Üst katlara çıkmak için asansör kullanmanız gerekiyor. Kendinize güveniyorsanız merdiven de kullanabilirsiniz tabi ki. En üst katta Jazz Club yer alırken, onun bir iki kalt altındaki bölümlerde ise müzik kayıt stüdyoları yer alıyor. Hemen hemen her katın duvarlarında güzel spray çalışmaları mevcut.




Jazz Club'dan ayrıldıktan sonra, Belgradlıların uğrak mekanlarından Ada Ciganlija'ya gitmeye karar verdik. Ada, yapay olarak kıyıya bağlanmış ve yapay bir göl oluşmuş. Oluşan bu gölün plajını her gün binlerce Belgradlı ziyaret ediyor. Bizim gittiğimiz saatlerde akşam üzeri olmasına rağmen hatrı sayılır bir kalabalık vardı.
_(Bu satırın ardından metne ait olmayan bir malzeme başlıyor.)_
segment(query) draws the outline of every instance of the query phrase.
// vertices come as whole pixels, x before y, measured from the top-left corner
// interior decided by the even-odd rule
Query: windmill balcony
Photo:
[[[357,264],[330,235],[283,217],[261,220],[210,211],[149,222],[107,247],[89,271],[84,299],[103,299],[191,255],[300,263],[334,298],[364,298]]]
Belgrad, şehir yapısı itibariyle 2-3 gün içerisinde rahatlıkla gezebileceğiniz bir şehir. Sırbistan için daha fazla süreli bir tatil planlıyorsanız, Belgrad haricinde listenize dahil etmenizi önerebileceğim 2 şehir daha var. Novi Sad ve Niş. İnsanlara bu iki şehirden hangisini tavsiye ettiklerini sorduğunuzda genel olarak kararsız kalsalar da, Novi Sad daha ağır basıyor gibi geldi bana. Ki, Novi Sad, Niş'e oranla daha yakın bir alternatif. Tren ve otobüs alternatifleri mevcut, süre olarak da 1 saat civarı sürüyor.
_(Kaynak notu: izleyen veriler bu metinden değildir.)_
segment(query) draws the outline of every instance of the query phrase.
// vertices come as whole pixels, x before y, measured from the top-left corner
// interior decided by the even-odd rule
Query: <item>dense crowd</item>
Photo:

Ben tercihimizi eski bir arkadaşımızı da ziyaret etmek için Niş'ten yana kullandım. Niş, Belgrad'tan otobüs ile 2,5 saat sürüyor. Biletinizi, otobüs terminalinden alabiliyorsunuz. Belgrad'tan Niş'e çok sık aralıklarla otobüs seferleri düzenlendiğinden biletinizi önceden almanıza gerek yok. Bilet alırken dikkat etmeniz gereken tek şey biletle beraber size verilen bozuk para şeklindeki jetonlar. Bu jetonu görevliye göstererek otobüslerin olduğu bölmeye geçebiliyorsunuz. Ancak bileti alırken, gişe görevlisi para üstünü bozuk para olarak verdiğinde, jetonu da bozuk para zannedip cebe atabiliyorsunuz. Aynı durumla çok sık karşı karşı karşıya geldiklerinden olsa gerek, jetonu kaybettiğinizi söylediğinizde, ilk olarak "Bozuk para zannetmiş olabilir misiniz?" diye soruyorlar.

Otobüsle yolcu taşımacılığı da bizdeki gibi başlı başına bir sektör olmadığından, otobüsler oldukça eski. Koltuk numarası vb bir sistem de mevcut değil. Dilediğiniz koltuğa oturabiliyorsunuz, ikram vb bir şey de yapılmıyor. Sırbistan'da şehirler arası otobüs yolculuğu yapıyorsanız, her ne kadar şansınız düşük de olsa çevrenizde ingilizce bilen birilerini bulmanızda fayda var. Neyse ki biz bu konuda pek bir sorun yaşamadık.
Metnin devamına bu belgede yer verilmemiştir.